Please note that 1 pixel is equal to 1 unity unit - this is unrelated to scalar fields; it just feels better to me.

In this post, I'd like to outline how I coded my scalar fields for a systemic game prototype.

First, you'll need to know about systemic games - for that, I highly recommend you watch this video by Mark Brown: https://www.youtube.com/watch?v=SnpAAX9CkIc

Now that you're caught up, lets begin with the core concepts:

What is a scalar field?

In physics, there are a number of “fields” which overlap and interact with each other, existing at every point in the universe - one for every type of particle. This was my inspiration for scalar fields.
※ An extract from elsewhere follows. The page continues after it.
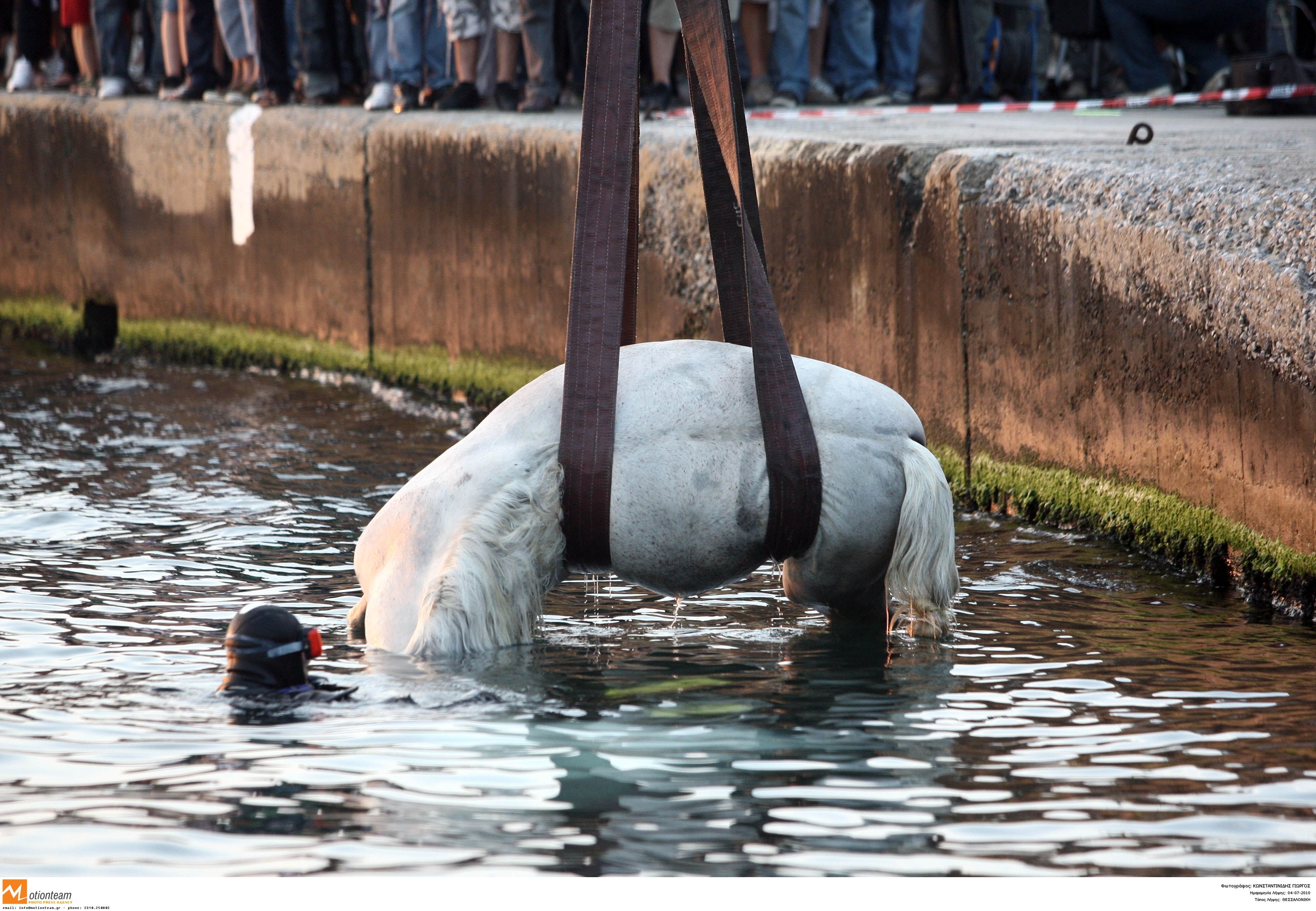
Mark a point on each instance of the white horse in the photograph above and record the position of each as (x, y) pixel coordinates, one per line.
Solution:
(460, 560)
Scalar fields are two-dimensional grids of GameObjects that stretch across the (currently tiny) 2D game world. Each “cell” in the field's grid has a floating point value which can be interpreted by the game - however the value of each cell is affected by it's neighboring cells - automatically creating a sort of circus-tent shape of values surrounding sources of high-values. You can see in the gif above that the fire and torches create circular areas of light - this lighter area is caused by a higher value in the light field.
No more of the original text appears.